FIG 8 — Model illustrating the formation of the AurA-dependent Cep192 p-T44-Plk1 complex and the AurA-independent Cep192 p-S995-Plk1 complex and the regulation of MT nucleation by these complexes. During interphase, AurA binds to the region of Cep192 spanning residues 401 to 647 and becomes activated at centrosomes. In the presence of AurA binding, Plk1 preferentially phosphorylates and interacts with the T44 motif of Cep192 through the “self-priming and binding” mechanism (31, 32). The formation of the Cep192-AurA-Plk1 ternary complex allows efficient AurA-dependent Plk1 activation. Plk1 also reciprocally activates AurA, presumably by phosphorylating Cep192 and enhancing the Cep192-AurA interaction, thus creating a positive feedback loop to further potentiate Cep192-AurA-Plk1-mediated γ-tubulin recruitment and bipolar spindle formation. In the absence of AurA binding to Cep192 (considering a strong interaction between Cep192 and AurA, a minor fraction of Cep192 could be free of AurA at centrosomes), Plk1 binds to the p-S995 motif generated by an unknown kinase and promotes γ-tubulin recruitment and bipolar spindle formation. The resulting Cep192-Plk1 complex may function as a trigger of downstream events (thin arrows) or serve as an intermediate subcomplex for the formation of the Cep192-AurA-Plk1 ternary complex with available AurA. The ternary complex may also revert back to the Cep192-Plk1 binary complex upon AurA dissociation and p-T44 dephosphorylation. Notably, the AurA-Plk1-dependent production of the p-T44 epitope is independent of S995 phosphorylation, while the production of the p-S995 epitope is independent of AurA, Plk1, and T44 phosphorylation. In line with these observations, the loss of both T44- and S995-dependent Cep192-Plk1 interactions induces an additive defect in γ-tubulin recruitment and bipolar spindle formation.
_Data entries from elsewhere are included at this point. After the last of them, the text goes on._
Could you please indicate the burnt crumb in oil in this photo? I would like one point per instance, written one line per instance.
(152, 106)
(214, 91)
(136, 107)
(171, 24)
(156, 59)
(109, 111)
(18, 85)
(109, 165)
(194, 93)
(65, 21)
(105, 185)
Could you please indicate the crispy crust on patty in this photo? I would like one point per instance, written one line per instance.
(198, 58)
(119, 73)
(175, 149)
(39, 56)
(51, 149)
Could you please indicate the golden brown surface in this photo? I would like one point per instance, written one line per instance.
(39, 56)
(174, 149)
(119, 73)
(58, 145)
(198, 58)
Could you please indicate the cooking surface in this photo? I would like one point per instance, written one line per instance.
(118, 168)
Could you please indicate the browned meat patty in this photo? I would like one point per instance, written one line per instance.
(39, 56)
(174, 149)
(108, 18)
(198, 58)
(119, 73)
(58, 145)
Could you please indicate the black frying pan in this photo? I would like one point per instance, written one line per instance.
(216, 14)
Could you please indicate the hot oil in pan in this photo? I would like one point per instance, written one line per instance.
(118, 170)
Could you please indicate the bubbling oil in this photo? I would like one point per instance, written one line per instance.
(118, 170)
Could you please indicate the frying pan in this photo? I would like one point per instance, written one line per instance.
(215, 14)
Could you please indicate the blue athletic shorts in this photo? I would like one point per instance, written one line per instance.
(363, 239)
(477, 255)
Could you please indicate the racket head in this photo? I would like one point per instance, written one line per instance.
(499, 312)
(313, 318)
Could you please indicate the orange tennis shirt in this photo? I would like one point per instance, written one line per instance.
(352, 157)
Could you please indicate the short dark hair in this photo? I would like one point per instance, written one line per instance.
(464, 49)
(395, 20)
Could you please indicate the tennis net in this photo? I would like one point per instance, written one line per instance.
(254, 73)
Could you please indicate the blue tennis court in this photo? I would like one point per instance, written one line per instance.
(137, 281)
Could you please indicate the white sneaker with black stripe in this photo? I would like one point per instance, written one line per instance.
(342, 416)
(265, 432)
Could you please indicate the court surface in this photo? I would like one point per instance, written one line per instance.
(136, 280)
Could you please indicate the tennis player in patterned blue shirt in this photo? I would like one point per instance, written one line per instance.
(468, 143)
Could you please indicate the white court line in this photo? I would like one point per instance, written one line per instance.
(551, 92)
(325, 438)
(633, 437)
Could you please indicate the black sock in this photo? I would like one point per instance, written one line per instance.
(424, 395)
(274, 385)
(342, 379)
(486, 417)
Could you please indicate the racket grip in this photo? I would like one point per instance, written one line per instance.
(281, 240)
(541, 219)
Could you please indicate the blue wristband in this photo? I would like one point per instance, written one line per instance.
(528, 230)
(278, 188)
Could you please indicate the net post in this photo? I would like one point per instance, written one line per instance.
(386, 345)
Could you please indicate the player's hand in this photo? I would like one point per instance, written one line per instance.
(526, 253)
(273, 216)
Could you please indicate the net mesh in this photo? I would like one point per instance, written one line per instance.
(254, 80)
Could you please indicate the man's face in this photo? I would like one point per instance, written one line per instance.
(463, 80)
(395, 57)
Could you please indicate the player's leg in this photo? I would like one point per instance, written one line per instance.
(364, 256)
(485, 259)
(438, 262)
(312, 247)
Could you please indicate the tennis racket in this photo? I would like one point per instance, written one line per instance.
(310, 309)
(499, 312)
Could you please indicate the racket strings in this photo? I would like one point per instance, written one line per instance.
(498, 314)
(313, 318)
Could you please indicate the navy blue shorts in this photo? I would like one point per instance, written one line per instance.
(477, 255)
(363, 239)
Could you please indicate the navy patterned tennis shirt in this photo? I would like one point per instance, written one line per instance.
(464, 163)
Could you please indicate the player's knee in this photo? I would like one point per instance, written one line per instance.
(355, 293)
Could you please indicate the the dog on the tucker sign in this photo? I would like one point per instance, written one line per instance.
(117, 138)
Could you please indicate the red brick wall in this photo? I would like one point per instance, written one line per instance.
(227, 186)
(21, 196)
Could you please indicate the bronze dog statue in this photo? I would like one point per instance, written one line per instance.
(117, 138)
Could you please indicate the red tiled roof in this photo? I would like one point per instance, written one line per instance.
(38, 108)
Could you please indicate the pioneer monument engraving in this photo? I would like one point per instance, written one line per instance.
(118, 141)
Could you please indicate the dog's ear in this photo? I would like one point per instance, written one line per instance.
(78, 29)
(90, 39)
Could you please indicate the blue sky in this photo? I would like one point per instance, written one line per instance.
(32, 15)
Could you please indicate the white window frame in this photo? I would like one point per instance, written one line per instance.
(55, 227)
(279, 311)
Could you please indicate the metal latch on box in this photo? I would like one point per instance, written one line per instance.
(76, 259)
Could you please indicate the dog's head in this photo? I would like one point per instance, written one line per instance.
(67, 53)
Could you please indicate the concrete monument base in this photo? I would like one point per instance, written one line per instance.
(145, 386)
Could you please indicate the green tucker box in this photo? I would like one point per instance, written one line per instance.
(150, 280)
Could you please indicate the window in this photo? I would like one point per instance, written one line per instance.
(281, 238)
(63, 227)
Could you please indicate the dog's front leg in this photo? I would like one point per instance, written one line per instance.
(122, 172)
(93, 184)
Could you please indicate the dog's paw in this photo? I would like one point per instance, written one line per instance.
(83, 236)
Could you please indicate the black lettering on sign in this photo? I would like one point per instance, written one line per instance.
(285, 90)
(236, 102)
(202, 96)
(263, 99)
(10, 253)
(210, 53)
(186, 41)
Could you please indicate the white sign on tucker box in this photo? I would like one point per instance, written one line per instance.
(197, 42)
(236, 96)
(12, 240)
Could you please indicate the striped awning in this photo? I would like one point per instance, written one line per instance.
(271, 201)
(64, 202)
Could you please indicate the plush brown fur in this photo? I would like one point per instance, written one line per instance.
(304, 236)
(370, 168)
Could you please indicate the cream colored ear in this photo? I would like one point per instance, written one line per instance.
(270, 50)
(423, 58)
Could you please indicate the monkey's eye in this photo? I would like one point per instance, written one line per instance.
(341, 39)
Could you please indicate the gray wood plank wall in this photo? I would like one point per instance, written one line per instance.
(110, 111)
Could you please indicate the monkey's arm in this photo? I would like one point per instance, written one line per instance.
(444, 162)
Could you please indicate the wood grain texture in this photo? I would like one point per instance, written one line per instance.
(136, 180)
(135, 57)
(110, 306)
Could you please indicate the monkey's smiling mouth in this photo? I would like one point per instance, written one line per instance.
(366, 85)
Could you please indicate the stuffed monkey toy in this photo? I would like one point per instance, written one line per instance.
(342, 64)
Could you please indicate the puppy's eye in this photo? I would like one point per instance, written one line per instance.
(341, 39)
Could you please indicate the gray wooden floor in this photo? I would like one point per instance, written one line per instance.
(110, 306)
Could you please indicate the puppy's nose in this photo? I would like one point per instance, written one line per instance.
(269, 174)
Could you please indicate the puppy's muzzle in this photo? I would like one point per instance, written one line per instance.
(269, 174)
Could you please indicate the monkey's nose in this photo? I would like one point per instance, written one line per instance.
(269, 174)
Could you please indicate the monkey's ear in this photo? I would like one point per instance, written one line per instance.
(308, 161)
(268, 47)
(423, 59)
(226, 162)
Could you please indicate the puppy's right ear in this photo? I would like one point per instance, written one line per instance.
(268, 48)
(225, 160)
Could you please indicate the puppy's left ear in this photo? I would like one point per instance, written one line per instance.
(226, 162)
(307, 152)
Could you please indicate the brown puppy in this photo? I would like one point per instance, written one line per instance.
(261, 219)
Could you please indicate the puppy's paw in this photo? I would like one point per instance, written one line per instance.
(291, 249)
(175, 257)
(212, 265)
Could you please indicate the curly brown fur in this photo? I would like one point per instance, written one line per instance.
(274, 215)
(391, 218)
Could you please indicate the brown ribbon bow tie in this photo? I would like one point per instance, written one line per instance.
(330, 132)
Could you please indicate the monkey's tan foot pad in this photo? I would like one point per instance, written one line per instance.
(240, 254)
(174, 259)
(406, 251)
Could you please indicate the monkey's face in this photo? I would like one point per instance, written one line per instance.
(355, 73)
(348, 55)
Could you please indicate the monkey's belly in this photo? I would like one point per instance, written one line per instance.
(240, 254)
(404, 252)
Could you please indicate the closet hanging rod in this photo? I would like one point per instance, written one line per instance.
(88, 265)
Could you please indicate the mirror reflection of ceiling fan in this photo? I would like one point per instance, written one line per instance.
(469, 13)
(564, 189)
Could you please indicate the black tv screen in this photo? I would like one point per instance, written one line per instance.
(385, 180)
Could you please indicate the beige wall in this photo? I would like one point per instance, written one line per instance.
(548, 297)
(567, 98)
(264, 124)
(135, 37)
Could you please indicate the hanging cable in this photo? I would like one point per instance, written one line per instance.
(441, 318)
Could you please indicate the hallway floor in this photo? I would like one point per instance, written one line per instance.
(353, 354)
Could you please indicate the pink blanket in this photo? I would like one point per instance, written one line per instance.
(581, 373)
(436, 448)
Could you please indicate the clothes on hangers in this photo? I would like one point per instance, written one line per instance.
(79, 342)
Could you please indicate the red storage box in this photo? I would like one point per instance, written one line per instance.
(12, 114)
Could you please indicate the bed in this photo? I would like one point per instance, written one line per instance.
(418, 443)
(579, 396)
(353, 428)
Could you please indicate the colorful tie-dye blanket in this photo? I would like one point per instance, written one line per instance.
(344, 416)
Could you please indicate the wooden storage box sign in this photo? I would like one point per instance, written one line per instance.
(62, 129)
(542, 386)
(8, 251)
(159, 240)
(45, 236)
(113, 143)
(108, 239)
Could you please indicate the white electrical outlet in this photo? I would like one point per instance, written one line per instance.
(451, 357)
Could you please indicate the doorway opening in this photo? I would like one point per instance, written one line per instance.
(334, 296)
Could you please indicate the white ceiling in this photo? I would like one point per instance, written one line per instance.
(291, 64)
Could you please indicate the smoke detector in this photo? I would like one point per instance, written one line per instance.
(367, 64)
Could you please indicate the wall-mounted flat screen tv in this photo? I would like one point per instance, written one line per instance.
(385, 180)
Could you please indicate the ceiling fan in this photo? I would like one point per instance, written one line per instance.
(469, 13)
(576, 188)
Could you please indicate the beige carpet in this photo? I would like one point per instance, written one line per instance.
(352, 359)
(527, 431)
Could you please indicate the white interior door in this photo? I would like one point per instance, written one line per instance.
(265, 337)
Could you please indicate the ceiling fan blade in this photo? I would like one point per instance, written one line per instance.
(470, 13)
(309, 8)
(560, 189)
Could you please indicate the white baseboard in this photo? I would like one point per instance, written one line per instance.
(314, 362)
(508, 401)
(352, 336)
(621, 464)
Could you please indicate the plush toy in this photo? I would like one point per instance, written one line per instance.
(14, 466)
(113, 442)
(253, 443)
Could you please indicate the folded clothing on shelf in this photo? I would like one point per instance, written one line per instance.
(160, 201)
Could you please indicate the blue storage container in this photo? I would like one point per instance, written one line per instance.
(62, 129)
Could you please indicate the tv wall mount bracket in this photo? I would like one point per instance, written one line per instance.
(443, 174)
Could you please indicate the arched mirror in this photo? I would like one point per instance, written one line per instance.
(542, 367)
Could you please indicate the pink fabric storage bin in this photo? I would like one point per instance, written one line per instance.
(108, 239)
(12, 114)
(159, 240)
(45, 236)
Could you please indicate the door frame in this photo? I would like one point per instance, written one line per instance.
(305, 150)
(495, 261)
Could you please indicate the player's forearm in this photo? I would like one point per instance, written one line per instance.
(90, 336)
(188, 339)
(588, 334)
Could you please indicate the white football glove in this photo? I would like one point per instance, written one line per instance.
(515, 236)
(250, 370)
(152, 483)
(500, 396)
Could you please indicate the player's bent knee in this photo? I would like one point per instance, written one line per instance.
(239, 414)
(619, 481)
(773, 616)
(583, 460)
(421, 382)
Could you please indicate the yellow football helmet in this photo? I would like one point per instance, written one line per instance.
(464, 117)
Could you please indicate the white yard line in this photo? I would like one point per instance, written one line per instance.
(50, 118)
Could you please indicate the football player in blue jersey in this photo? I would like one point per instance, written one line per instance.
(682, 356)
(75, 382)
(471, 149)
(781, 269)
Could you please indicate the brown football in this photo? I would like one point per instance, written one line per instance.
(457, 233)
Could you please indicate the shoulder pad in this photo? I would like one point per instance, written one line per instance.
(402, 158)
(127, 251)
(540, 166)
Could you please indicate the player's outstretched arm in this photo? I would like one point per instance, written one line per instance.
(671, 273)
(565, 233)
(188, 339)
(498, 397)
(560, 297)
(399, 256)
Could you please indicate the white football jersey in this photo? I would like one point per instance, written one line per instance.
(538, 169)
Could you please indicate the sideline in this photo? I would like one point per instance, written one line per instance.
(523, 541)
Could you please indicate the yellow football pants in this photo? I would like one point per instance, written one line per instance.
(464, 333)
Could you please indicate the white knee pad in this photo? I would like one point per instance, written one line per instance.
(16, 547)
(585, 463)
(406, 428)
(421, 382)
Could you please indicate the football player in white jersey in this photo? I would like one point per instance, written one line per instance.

Then how are the p-T44 and p-S995 epitopes generated on Cep192? We observed that Plk1 expression efficiently induced the p-T44 epitope in the presence of AurA (Fig. 6D), whereas Plk1 inhibition almost completely abolished it (Fig. 6B). These findings suggest that Cep192-bound AurA, which presumably induces a conformational change in Cep192 through phosphorylation, allows Plk1 to “self-prime” the T44 residue and bind to the resulting p-T44 epitope, thus generating a Cep192-AurA-Plk1 ternary complex (Fig. 8). Contrary to these findings, the mechanism of how the p-S995 epitope is generated remains puzzling at present. Our results showed that although AurA inhibition greatly diminished the level of the p-S995 epitope, AurA expression failed to increase it at all (Fig. 6). Consistent with these results, we found that the primary sequence of the S995 motif does not conform to the canonical AurA consensus phosphorylation site [(K/R)XX(S/T), where X is any residue] (30). Identification of the kinase responsible for generating the p-S995 epitope will be very important for a better understanding of the mechanism underlying the formation of an AurA-independent Cep192-Plk1 complex.

Physiological significance of T44- and S995-dependent Cep192-Plk1 interactions.

Prior to mitotic entry, centrosomes recruit various components of the pericentriolar material, including MT-nucleating factors such as the γ-TuRC. This process, called centrosome maturation, is critical for the proper establishment of bipolar spindles during mitosis. Data obtained from studies with various organisms suggest that Plk1 and AurA, and their orthologs, play an important role in this process (5 –9). Recently, Cep192 has been proposed to function as an important centrosomal scaffold that promotes centrosome maturation and bipolar spindle formation (4). Subsequent studies with Xenopus egg extracts have shown that an xCep192-organized xAurA-Plx1 cascade promotes γ-TuRC recruitment and MT assembly (9).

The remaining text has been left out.